The choice of the right implant to fix intertrochanteric fractures is an important factor in successful treatment. Equally important are the surgical approach and the fixation technique. Successful treatment starts with correct patient positioning, fracture reduction (accounting for varus dislocation and dislocation of flexed fragments), appropriate skin incision, choice of the correct nail entry point, perfect lag screw positioning within the femoral head-neck fragment, and distal locking.
Fracture fixation with intramedullary nails can be performed on either a fracture table or a standard operating room table, with the patient in the supine, lateral, or semilateral position. To ensure the correct trochanteric nail entry point and accurate positioning of the lag screws into the femoral head, proper lateral x-ray views are compulsory. Images in this projection plane are best acquired with the patient positioned supine on the fracture table.
Adequate fracture reduction is accomplished while the patient is in the supine position on the fracture table. Fracture reduction must take place before proximal reaming is performed. Once reaming has occurred, the nail will follow the direction of the reamed canal, and the proximal fragment will be fixed in varus or flexion deformity.
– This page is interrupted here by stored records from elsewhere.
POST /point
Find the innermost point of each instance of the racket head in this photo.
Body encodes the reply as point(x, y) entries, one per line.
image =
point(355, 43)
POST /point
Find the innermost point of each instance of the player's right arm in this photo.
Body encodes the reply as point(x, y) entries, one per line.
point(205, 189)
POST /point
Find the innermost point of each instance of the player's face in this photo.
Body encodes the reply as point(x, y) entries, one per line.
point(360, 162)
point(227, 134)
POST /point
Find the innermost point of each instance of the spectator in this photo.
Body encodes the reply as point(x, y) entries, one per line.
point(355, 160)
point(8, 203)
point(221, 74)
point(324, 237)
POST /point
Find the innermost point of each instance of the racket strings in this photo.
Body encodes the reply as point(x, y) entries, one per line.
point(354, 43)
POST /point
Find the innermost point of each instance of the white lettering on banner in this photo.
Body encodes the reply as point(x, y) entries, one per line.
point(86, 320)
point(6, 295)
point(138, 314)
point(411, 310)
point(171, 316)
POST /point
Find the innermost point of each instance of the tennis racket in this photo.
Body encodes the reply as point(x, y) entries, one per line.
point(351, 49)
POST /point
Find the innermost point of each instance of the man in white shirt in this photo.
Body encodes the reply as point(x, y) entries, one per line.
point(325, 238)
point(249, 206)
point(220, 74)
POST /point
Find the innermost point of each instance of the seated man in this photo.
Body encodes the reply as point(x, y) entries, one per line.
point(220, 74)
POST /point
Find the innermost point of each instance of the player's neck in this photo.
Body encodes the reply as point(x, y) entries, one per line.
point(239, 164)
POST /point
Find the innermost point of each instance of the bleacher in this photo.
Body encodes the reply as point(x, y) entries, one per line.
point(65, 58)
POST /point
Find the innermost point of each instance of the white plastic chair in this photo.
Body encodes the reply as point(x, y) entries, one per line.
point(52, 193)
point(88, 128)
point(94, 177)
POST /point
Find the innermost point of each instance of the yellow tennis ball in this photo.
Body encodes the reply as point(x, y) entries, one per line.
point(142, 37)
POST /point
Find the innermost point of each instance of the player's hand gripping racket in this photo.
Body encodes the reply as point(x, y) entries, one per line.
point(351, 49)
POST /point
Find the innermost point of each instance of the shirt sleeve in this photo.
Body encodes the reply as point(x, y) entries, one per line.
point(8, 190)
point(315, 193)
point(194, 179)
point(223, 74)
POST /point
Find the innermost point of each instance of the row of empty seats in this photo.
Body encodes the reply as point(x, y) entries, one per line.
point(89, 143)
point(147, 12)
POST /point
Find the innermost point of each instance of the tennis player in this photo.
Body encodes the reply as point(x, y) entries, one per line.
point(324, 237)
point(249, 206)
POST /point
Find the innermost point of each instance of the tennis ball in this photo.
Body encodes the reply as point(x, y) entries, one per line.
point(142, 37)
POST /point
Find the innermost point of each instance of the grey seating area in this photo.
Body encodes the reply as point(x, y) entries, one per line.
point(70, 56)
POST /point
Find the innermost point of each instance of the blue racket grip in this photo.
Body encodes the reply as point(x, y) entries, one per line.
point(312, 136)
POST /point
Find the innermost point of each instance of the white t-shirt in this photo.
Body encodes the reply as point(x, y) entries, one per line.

Proper reduction for most hip fractures is achieved by applying slight traction, adduction, and internal rotation to the lower limb on the fracture site until the patella is facing supine. The fractured leg should be positioned slightly upward. If radiographs do not show satisfactory reduction, the surgeon can modify these vectors to achieve better results. In unstable fractures, this approach may be impractical, because dislocation cannot be addressed properly by fracture table traction force modification.
In patients with a remaining proximal fragment in flexion dislocation, the surgeon has several options for fracture reduction. The most elegant one is to insert a ball spike through a 5-mm stab incision over the ventral thigh. The ball spike applies down-vectored force to the malaligned fragment and leads to fracture reduction. Once adequate reduction is obtained, proximal reaming and nail insertion can be performed (Fig. 11-6).
Figure 11-6 A, Proximal fragment dislocation in flexion. B, Ball spike inserted percutaneously to reduce the fracture. C, Result after percutaneous reduction with good alignment. D, Intraoperative setting and demonstration of technique.
An additional option for fracture reduction in flexion deformity is the use of radiolucent reduction aids mounted on the fracture table that push the shaft upward. If these aids are not available, a wooden crutch can be packed in sterile fashion and positioned under the limb. Reduction is obtained by lowering the table to the crutch (Fig. 11-7).